Mano Menezes era o centro das atenções na entrevista em que anunciou ser o novo técnico da seleção brasileira. Mas precisou respeitar a hierarquia do Corinthians. Mesmo com os pedidos para se sentar na cadeira principal da sala de imprensa do Parque São Jorge, o treinador se postou do lado direito do presidente Andrés Sanchez.
Bastante emocionado com a saída de Mano, Sanchez admitiu que será mais difícil disputar o título do Campeonato Brasileiro sem o treinador. “Sofremos um baque grande. Estamos órfãos. Mas vamos aguardar, pois o grupo é muito bom e está unido”, discursou o mandatário, que não quis ser um obstáculo para a carreira do sucessor de Dunga.

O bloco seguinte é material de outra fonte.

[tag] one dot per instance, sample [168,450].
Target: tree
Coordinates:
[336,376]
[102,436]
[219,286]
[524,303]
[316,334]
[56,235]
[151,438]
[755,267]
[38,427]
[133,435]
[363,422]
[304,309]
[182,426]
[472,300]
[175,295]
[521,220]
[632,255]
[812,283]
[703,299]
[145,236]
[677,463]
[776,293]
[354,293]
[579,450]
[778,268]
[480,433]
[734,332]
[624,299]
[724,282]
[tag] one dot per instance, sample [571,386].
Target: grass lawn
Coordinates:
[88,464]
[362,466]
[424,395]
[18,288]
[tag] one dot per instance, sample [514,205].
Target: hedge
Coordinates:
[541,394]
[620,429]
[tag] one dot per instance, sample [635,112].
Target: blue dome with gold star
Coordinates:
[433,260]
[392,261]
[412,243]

Sanchez contratou Mano para dirigir o Corinthians na Série B do Campeonato Brasileiro de 2008. O sucesso se estendeu até o ano seguinte, com os títulos do Campeonato Paulista e da Copa do Brasil. Mesmo com o fracasso na Copa Libertadores da América de 2010, ano do centenário corintiano, o técnico teve seu contrato renovado até o final de 2011.
Após a eliminação diante do Flamengo, Sanchez precisou enfrentar a ira de torcedores organizados (com quem possui bom relacionamento) contra Mano Menezes. As críticas não foram suficientes para abalar a confiança da diretoria, que já fez campanhas para aumentar a popularidade do treinador entre o público. As camisas com a inscrição “Sou mano do Mano”, contudo, encalharam nas lojas do clube.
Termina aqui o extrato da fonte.